Lan James H, Yin Yuxin, Reed Elaine F, Moua Kevin, Thomas Kimberly, Zhang Qiuheng
UCLA Immunogenetics Center, Department of Pathology & Laboratory Medicine, Los Angeles, CA, USA; University of British Columbia, Clinician Investigator Program, Vancouver, BC, Canada.
UCLA Immunogenetics Center, Department of Pathology & Laboratory Medicine, Los Angeles, CA, USA.
Hum Immunol. 2015 Mar;76(2-3):166-75. doi: 10.1016/j.humimm.2014.12.016. Epub 2014 Dec 25.

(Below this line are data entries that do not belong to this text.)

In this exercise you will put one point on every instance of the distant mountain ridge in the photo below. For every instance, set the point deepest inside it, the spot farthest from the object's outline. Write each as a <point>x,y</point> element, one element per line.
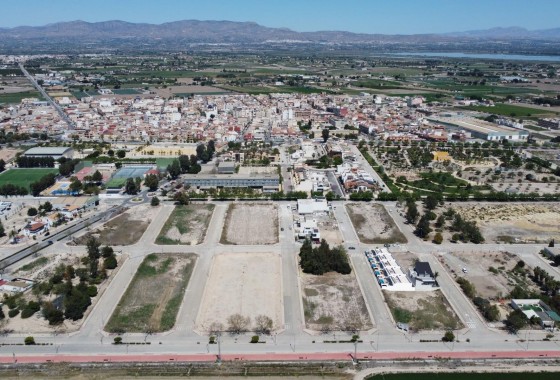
<point>244,32</point>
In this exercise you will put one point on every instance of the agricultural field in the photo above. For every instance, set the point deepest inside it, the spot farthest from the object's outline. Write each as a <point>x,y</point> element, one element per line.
<point>251,224</point>
<point>125,229</point>
<point>186,225</point>
<point>334,302</point>
<point>373,224</point>
<point>508,110</point>
<point>514,222</point>
<point>235,286</point>
<point>155,294</point>
<point>25,177</point>
<point>422,310</point>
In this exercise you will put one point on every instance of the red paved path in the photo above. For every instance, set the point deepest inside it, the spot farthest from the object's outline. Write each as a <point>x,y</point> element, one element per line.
<point>275,357</point>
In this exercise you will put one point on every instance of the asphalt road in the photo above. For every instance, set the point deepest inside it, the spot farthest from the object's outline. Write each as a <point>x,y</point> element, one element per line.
<point>385,338</point>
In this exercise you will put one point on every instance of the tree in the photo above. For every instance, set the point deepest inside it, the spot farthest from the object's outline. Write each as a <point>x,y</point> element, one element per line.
<point>263,324</point>
<point>174,169</point>
<point>130,187</point>
<point>431,202</point>
<point>75,185</point>
<point>448,336</point>
<point>412,213</point>
<point>516,320</point>
<point>97,176</point>
<point>238,324</point>
<point>152,182</point>
<point>92,248</point>
<point>325,134</point>
<point>423,227</point>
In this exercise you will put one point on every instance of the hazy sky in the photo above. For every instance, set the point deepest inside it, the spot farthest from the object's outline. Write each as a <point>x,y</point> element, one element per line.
<point>366,16</point>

Next-generation sequencing (NGS) is increasingly recognized for its ability to overcome allele ambiguity and deliver high-resolution typing in the HLA system. Using this technology, non-uniform read distribution can impede the reliability of variant detection, which renders high-confidence genotype calling particularly difficult to achieve in the polymorphic HLA complex. Recently, library construction has been implicated as the dominant factor in instigating coverage bias. To study the impact of this phenomenon on HLA genotyping, we performed long-range PCR on 12 samples to amplify HLA-A, -B, -C, -DRB1, and -DQB1, and compared the relative contribution of three Illumina library construction methods (TruSeq Nano, Nextera, Nextera XT) in generating downstream bias. Here, we show high GC% to be a good predictor of low sequencing depth. Compared to standard TruSeq Nano, GC bias was more prominent in transposase-based protocols, particularly Nextera XT, likely through a combination of transposase insertion bias being coupled with a high number of PCR enrichment cycles. Importantly, our findings demonstrate non-uniform read depth can have a direct and negative impact on the robustness of HLA genotyping, which has clinical implications for users when choosing a library construction strategy that aims to balance cost and throughput with data quality.
下一代测序(NGS)因其能够克服等位基因模糊性并在HLA系统中提供高分辨率分型而日益受到认可。使用这项技术时,不均匀的读数分布会妨碍变异检测的可靠性,这使得在多态性HLA复合体中实现高可信度的基因型分型尤其困难。最近,文库构建被认为是引发覆盖偏差的主要因素。为了研究这种现象对HLA基因分型的影响,我们对12个样本进行了长程PCR,以扩增HLA-A、-B、-C、-DRB1和-DQB1,并比较了三种Illumina文库构建方法(TruSeq Nano、Nextera、Nextera XT)在产生下游偏差方面的相对贡献。在此,我们表明高GC%是低测序深度的良好预测指标。与标准的TruSeq Nano相比,基于转座酶的方案(特别是Nextera XT)中的GC偏差更为突出,这可能是由于转座酶插入偏差与大量PCR富集循环相结合所致。重要的是,我们的研究结果表明,不均匀的读数深度会对HLA基因分型的稳健性产生直接负面影响,这对于在选择旨在平衡成本、通量和数据质量的文库构建策略时的用户具有临床意义。